Poutine met les Russes en congé et les exhorte au vaccin

Poutine met les Russes en congé et les exhorte au vaccin

Des médecins portant des équipements de protection individuelle travaillent dans l’unité de soins intensifs pour les patients atteints du Covid-19 à l’hôpital d’urgence Sklifosovsky, hier à Moscou. Dimitar Dilkoff/AFP

Le président Vladimir Poutine a ordonné hier une grosse semaine chômée début novembre en Russie et imploré les nombreux récalcitrants à se faire vacciner pour tenter de circonscrire une flambée épidémique de Covid-19 hors de contrôle. Signe de la gravité de la situation, le pays, qui est déjà le plus endeuillé en Europe, a enregistré hier un nouveau record de décès quotidiens dus au Covid-19, avec 1 028 morts, ainsi que 34 073 contaminations, selon les chiffres du gouvernement.

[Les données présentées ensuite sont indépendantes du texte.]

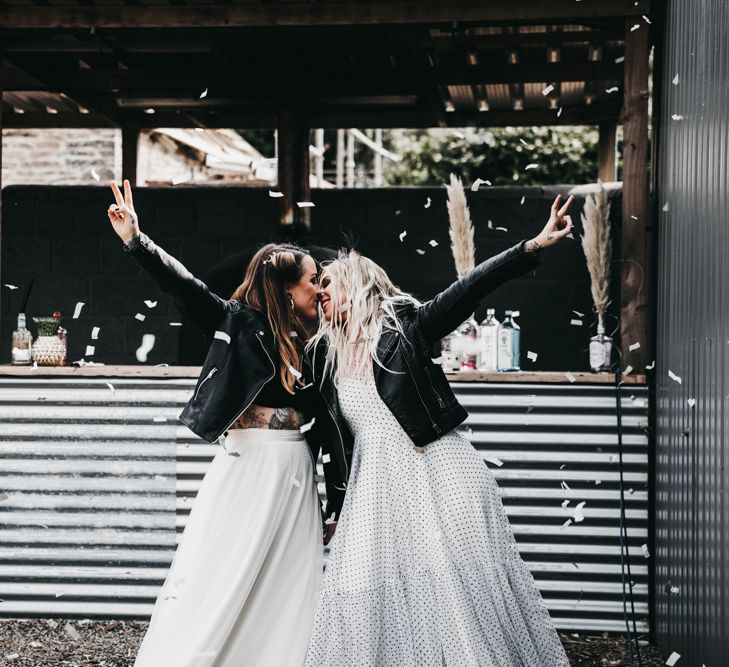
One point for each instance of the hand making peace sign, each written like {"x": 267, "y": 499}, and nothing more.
{"x": 122, "y": 215}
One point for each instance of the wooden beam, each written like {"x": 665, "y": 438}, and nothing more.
{"x": 130, "y": 146}
{"x": 293, "y": 168}
{"x": 298, "y": 14}
{"x": 635, "y": 197}
{"x": 606, "y": 152}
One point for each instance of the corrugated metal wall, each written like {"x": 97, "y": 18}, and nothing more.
{"x": 90, "y": 477}
{"x": 692, "y": 451}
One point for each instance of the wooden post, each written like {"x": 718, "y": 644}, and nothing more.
{"x": 130, "y": 147}
{"x": 635, "y": 197}
{"x": 606, "y": 162}
{"x": 293, "y": 168}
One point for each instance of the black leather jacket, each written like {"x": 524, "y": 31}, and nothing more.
{"x": 417, "y": 392}
{"x": 239, "y": 361}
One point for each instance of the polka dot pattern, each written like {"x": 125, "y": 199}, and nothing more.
{"x": 423, "y": 569}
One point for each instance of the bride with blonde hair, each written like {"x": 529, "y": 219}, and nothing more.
{"x": 424, "y": 569}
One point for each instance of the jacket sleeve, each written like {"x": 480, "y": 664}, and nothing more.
{"x": 456, "y": 303}
{"x": 192, "y": 296}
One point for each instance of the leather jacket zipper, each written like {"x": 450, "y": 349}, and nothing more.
{"x": 210, "y": 374}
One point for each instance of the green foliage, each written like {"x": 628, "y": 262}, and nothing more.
{"x": 500, "y": 155}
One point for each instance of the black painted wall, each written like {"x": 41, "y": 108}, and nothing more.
{"x": 60, "y": 237}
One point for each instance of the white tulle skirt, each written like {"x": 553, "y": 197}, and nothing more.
{"x": 423, "y": 569}
{"x": 243, "y": 586}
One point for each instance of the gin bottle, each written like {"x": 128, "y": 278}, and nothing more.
{"x": 488, "y": 342}
{"x": 22, "y": 341}
{"x": 508, "y": 344}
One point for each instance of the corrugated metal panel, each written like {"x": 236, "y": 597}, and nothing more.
{"x": 544, "y": 434}
{"x": 691, "y": 503}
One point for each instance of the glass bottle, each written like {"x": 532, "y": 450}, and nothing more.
{"x": 22, "y": 342}
{"x": 488, "y": 342}
{"x": 509, "y": 343}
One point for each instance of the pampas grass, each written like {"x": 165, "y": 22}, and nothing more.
{"x": 597, "y": 246}
{"x": 461, "y": 228}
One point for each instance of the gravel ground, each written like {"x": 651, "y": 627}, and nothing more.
{"x": 52, "y": 643}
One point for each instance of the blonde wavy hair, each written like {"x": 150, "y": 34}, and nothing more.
{"x": 272, "y": 269}
{"x": 368, "y": 303}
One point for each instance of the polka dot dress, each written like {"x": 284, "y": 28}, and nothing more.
{"x": 423, "y": 569}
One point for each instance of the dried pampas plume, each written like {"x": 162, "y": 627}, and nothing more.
{"x": 597, "y": 246}
{"x": 461, "y": 229}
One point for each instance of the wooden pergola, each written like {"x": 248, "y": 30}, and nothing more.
{"x": 296, "y": 65}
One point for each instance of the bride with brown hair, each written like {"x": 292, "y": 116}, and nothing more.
{"x": 243, "y": 585}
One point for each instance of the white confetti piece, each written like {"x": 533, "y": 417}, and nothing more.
{"x": 145, "y": 348}
{"x": 308, "y": 426}
{"x": 673, "y": 659}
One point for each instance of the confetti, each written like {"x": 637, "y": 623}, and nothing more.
{"x": 673, "y": 659}
{"x": 145, "y": 348}
{"x": 308, "y": 426}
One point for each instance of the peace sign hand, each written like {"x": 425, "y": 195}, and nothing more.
{"x": 122, "y": 215}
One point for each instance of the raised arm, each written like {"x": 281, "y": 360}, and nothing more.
{"x": 456, "y": 303}
{"x": 191, "y": 295}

La Russie est confrontée depuis juin à une flambée épidémique que les autorités ne parviennent pas à maîtriser, sous l’action combinée du variant Delta du virus, très contagieux, d’une vaccination poussive et de faibles restrictions sanitaires.

Pour tenter de mettre un coup d’arrêt à l’épidémie, M. Poutine a donc ordonné de déclarer la période du 30 octobre au 7 novembre comme chômée, une décision annoncée à l’issue d’une réunion gouvernementale consacrée au Covid-19. Le président russe a également donné la possibilité aux régions d’entamer plus tôt ou de prolonger la semaine de congé si la situation épidémique le justifie. Il a aussi exhorté les Russes, très récalcitrants, à se faire vacciner. « S’il vous plaît, soyez responsables, a-t-il dit, il n’y a que deux manières de sortir de cette période (d’épidémie) : soit en tombant malade, soit en se faisant vacciner. » Il a qualifié de « dangereux » le faible taux de vaccination en Russie.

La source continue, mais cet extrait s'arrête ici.